Pierluigi Romeo di Colloredo Mels
NOTE
[1]Per farsi l’idea di cosa fosse- ed è – l’OZNA basti ricordare l’assassinio di uno storico del calibro di William Klinger, fiumano residente in Italia, autore di OZNA. Il terrore del popolo, che dopo la pubblicazione di tale studio venne assassinato a New York nel 2015, dallo statunitense di origini fiumane Alexander Bonich, suo amico, con due colpi di pistola (uno alla schiena e uno alla nuca).
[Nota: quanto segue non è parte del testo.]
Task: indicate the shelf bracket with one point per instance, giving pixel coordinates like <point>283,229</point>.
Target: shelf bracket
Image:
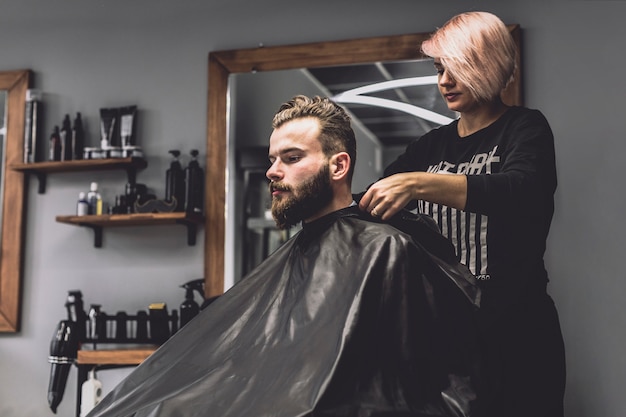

Il colpo alla nuca era considerata la firma dell’OZNA.
.
[2] Gianni Oliva, Si ammazza troppo pocoMilano 2006, p. 135
[3] G. Rochat, Le guerre italiane 1935-1943. Dall’impero d’Etiopia alla disfatta, Torino 2005.
[4] Ibid.p. 366
[5] Gianni Oliva, 2006, p. 136
[6] Note dell’Ufficio Storico dello Stato Maggiore dell’Esercito italiano, citate in Oliva 2006, p. 110
[7] Ibid. p. 368
[8] Ibid., ivi.
[9] Ibid. p. 369
[10] Oliva 2006, p. 8
[11]F.J.P. Veale, Advance to barbarism, London 1968 e id., Crimes discretely veiled , Los Angeles 1979.
[12] Rochat 2005, p. 370.
[13] Ibidem, pp. 370-371.
[14] Oliva 2006, p. 7
[15] Ibid., p. 124
[16] Oliva 2006, p. 145. Secondo i dati del governo sloveno, le vittime civili degli occupanti italiani furono circa 6.300, i civili sloveni uccisi dai partigiani comunisti otre 13.000.